Povertà educativa. L'emergenza della pandemia non è solo sanitaria
Si sono susseguiti, in questo periodo, gli allarmi di esperti pedagogisti sulle conseguenze dell’emergenza, sulla povertà, appunto, relativa alle conoscenze e alla formazione complessiva dei più giovani.
Povertà educativa. Mai come oggi si riesce a comprendere cosa significhi e oltretutto i termini acquistano un’ampiezza particolare. Infatti se si considera quello che sta succedendo nella scuola italiana e la prolungata assenza dalle aule scolastiche degli studenti delle superiori, non si può non riflettere sugli effetti negativi, sulla povertà, appunto, che ne consegue in termini di istruzione ed educazione delle nuove generazioni.
Va bene la didattica a distanza, vanno bene le mille iniziative inventate da tanti istituti per raggiungere i propri allievi, ma indubbiamente la scuola è ben altra cosa e si sono susseguiti, in questo periodo, gli allarmi di esperti pedagogisti sulle conseguenze dell’emergenza, sulla povertà, appunto, relativa alle conoscenze e alla formazione complessiva dei più giovani.
A parte questo scenario ampio, per cui possiamo parlare di povertà educativa in generale, esiste poi un focus più limitato e specifico che riguarda la preoccupazione specialmente rivolta alle fasce deboli e ai gruppi più fragili, per i quali l’emergenza – non quella sanitaria attuale – è condizione abituale.
Di questo ha parlato la ministra Azzolina nei giorni scorsi al Ministero, incontrando le realtà del Terzo settore e dell’Associazionismo con le quali avviare interventi mirati proprio a contrastare le povertà educative, interventi per i quali è stato annunciato uno stanziamento del Ministero di 118 milioni di euro per il 2021.
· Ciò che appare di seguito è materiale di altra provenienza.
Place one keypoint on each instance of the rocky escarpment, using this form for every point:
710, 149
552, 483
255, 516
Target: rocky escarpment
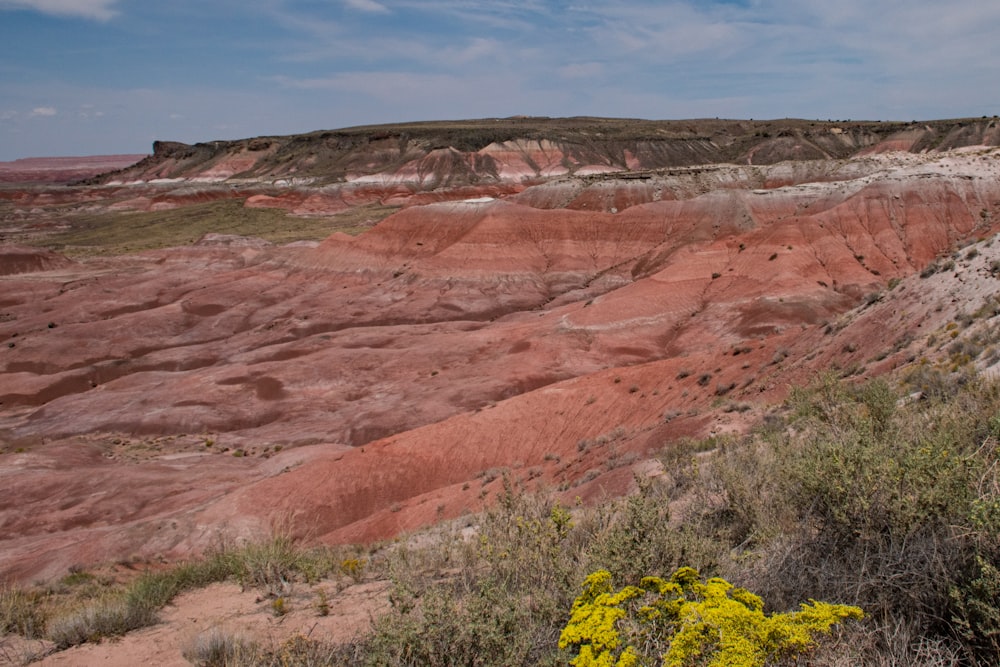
560, 332
455, 153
“La crisi – ha spiegato Azzolina – ha pesato e pesa in modo diverso sui nostri studenti. Chi appartiene alle fasce deboli paga due volte questa emergenza che ha aumentato i divari sociali, rendendo ancora più urgente la necessità di garantire pari opportunità ai gruppi sociali più fragili”. E ha poi aggiunto che “fin dall’inizio della pandemia, grazie anche alle azioni intraprese con partner di alto livello, l’obiettivo è stato quello di raggiungere i più deboli, i ragazzi a rischio dispersione scolastica, quelli che vivono in condizioni di svantaggio. Un lavoro spesso poco visibile, che si svolge nelle periferie, lontano dagli sguardi della maggior parte dei cittadini, che tocca milioni di bambine e bambini, ragazze e ragazzi che non hanno tutti i mezzi che dovrebbero e di cui lo Stato ha il dovere di occuparsi”.
Il Ministero – spiega una nota di Viale Trastevere – ha messo a disposizione già nel 2020 apposite risorse per 66 milioni di euro tra interventi e progetti contro la dispersione, per il potenziamento dell’offerta formativa, per gli investimenti destinati a ripristinare aule e strutture deteriorate e vandalizzate e inoltre per garantire connessioni e pc dove non ci sono, anche a supporto della didattica a distanza che tanto ha caratterizzato questo tempo di emergenza sanitaria. Adesso il rilancio, con un investimento ancora maggiore.
E a fianco delle risorse economiche vale sottolineare l’investimento nella cooperazione educativa e nella ricerca di alleanze con agenzie e associazioni nella convinzione che solo insieme si può favorire l’inclusione e la promozione di chi ha più bisogno. Perché “nessuno resti indietro”, ha sottolineato Azzolina.
E’ un buon inizio per il nuovo anno.